ML Mode
ML Mode trains a machine-learning model on the labels you have already drawn, then uses it to predict annotations on new images. You switch to it from the Switch to ML Mode button in the labeling bar. The left sidebar is then replaced by the ML panel, organized in three sections: ML Actions, Display Settings and Statistics.
ML Actions
| Icon | Action | Description |
|---|---|---|
| Train Model | Train the model on the current annotations. The gear button next to it opens the ML Training Settings dialog (see below). At least one annotated image is required. | |
| Predict Current | Generate predictions for the image currently displayed. Requires a trained model. The predictions use the confidence threshold from the Display Settings. | |
| Accept Predictions | Convert the current predictions (bounding boxes and/or segmentation) into permanent annotations. | |
| Clear Predictions | Remove all predictions from the current image without accepting them. |
Display Settings
| Control | Range | Description |
|---|---|---|
| Show Predictions | on / off | Toggle the visibility of the predictions overlaid on the image. |
| Confidence Threshold | 0.10 – 1.00 | Minimum confidence a prediction must reach to be shown. Adjusting it refreshes the predictions of the current image live. |
Statistics
A read-only summary of the current annotation state, used to know whether you have enough data to train:
- Annotated Images — number of images that contain at least one annotation.
- Total Annotations — total count across all images (geometric shapes + painted instances).
- Model Status — Not trained or Trained ✓.
ML Training Settings
The gear button next to Train Model opens the ML Training Settings dialog. It is divided into five parts.
Training Images
Choose which images are used for training. Each image has a checkbox and a color code:
- 🟢 Loaded in memory — the image is loaded and ready.
- 🟠 Has labels (not loaded) — the image has annotations but is not loaded yet (it will be loaded automatically before training).
- ⚪ No labels — the image has no annotations.

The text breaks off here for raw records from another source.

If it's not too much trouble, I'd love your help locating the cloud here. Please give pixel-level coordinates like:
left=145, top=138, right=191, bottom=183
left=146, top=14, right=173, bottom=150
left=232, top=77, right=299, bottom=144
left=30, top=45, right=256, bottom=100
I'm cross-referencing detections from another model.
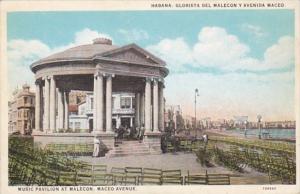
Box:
left=7, top=39, right=52, bottom=93
left=241, top=24, right=267, bottom=38
left=147, top=38, right=193, bottom=70
left=7, top=28, right=112, bottom=93
left=165, top=72, right=295, bottom=121
left=118, top=29, right=149, bottom=42
left=147, top=27, right=294, bottom=72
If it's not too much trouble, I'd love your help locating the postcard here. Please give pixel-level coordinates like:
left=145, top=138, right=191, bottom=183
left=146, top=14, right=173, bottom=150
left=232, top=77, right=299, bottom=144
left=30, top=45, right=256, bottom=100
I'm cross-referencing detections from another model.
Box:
left=0, top=0, right=300, bottom=194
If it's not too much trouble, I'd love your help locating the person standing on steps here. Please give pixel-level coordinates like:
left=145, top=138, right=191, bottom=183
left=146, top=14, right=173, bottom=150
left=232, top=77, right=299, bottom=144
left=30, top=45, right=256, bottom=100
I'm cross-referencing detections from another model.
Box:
left=93, top=137, right=100, bottom=157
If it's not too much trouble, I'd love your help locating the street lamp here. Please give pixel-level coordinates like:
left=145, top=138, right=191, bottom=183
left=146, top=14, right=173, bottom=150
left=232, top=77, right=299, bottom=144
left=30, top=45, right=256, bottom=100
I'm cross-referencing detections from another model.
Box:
left=195, top=88, right=199, bottom=139
left=257, top=115, right=262, bottom=139
left=244, top=121, right=248, bottom=137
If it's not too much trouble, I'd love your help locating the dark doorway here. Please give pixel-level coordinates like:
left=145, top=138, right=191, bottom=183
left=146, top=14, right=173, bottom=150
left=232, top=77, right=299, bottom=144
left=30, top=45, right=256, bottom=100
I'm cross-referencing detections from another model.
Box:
left=89, top=119, right=94, bottom=133
left=121, top=118, right=130, bottom=128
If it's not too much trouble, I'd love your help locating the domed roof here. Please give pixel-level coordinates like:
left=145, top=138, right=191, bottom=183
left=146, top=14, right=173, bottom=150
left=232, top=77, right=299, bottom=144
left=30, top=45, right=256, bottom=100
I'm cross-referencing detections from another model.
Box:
left=32, top=38, right=119, bottom=66
left=30, top=38, right=168, bottom=76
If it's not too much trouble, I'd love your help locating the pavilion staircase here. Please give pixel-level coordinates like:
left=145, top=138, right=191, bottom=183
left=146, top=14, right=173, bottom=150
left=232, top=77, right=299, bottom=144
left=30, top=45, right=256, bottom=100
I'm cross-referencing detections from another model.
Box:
left=105, top=140, right=161, bottom=157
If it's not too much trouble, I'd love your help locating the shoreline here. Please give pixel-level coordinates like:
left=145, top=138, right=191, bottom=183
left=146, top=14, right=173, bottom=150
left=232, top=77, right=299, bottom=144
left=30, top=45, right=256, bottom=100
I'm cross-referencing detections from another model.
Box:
left=202, top=129, right=296, bottom=143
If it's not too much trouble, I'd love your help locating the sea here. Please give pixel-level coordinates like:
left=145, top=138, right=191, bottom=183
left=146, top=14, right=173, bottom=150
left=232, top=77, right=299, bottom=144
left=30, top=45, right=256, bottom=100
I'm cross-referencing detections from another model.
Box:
left=232, top=129, right=296, bottom=139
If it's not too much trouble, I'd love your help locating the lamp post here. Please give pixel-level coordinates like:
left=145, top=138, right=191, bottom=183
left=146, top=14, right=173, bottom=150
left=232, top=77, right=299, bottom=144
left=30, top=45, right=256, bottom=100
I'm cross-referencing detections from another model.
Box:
left=244, top=121, right=248, bottom=137
left=195, top=88, right=199, bottom=139
left=257, top=115, right=262, bottom=139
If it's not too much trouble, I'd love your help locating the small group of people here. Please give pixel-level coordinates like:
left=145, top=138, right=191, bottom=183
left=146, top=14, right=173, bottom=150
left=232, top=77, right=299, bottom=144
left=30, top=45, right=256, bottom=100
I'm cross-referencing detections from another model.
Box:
left=115, top=126, right=144, bottom=139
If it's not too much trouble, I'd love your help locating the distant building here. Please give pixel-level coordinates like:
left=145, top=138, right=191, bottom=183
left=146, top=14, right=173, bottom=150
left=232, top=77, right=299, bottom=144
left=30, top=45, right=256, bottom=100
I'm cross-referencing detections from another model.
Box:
left=8, top=84, right=35, bottom=134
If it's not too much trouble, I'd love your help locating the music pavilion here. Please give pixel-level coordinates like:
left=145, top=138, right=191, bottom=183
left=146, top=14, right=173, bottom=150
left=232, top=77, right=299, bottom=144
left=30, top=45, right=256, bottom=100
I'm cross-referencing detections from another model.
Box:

Two helpers are available: Select All with Labels and Deselect All.
Training Parameters
| Parameter | Range | Default | Description |
|---|---|---|---|
| Epochs | 1 – 500 | 50 | Number of training passes over the data. More epochs = better accuracy but slower. |
| Batch Size | 1 – 64 | 8 | Number of images processed per training step. Reduce it if you run out of memory. |
| Learning Rate | 0.00001 – 0.1 | 0.002 | Step size of the optimizer. Lower = more stable but slower. |
| Image Size (px) | 224, 320, 416, 512, 640 | 416 | Resolution the images are resized to for training. Larger = more detail but slower. |
Model Options
| Option | Default | Description |
|---|---|---|
| Enable Segmentation Head (paintbrush labels) | on | Train a segmentation head from painted pixel annotations. Disable it if you only use geometric shapes. |
| Enable Detection Head (geometric shape labels) | on | Train an object-detection head from rectangle / ellipse / polygon annotations. |
| Use Pretrained Backbone (ImageNet weights) | on | Start from ImageNet pretrained weights. Strongly recommended unless your images are very unusual. |
| Backbone Architecture | ResNet18 | The feature extractor used for detection and segmentation (ResNet, MobileNet, EfficientNet, ViT, Swin, ConvNeXt, RegNet, DenseNet, MaxViT…). Changing it invalidates any previously saved model; large models need a GPU. |
Inference Parameters
| Parameter | Range | Default | Description |
|---|---|---|---|
| Confidence Threshold | 0.01 – 1.00 | 0.30 | Minimum confidence for a prediction to be kept during inference. |
| NMS Threshold | 0.01 – 1.00 | 0.40 | Non-Maximum Suppression threshold — controls how much overlapping detection boxes are merged. |
Save / Load Model
- Save Trained Model — export the trained model to a file for later reuse.
- Load Existing Model — load a previously saved model instead of training from scratch.
Example
As an example, we use the Oxford-IIIT Pet Dataset and train the model only on the painted labels of the Abyssinian cat breed — 100 labeled images are used for training.
1. Train the model. After selecting the images in the ML Training Settings and clicking Train Model, a progress bar shows the training in progress (current epoch and loss):
2. Predict on a new image. Once training is finished, clicking Predict Current on a new image produces the segmentation below — the model highlights the Abyssinian cat it has learned to recognize:
You can then click Accept Predictions to turn this prediction into a permanent annotation, or Clear Predictions to discard it.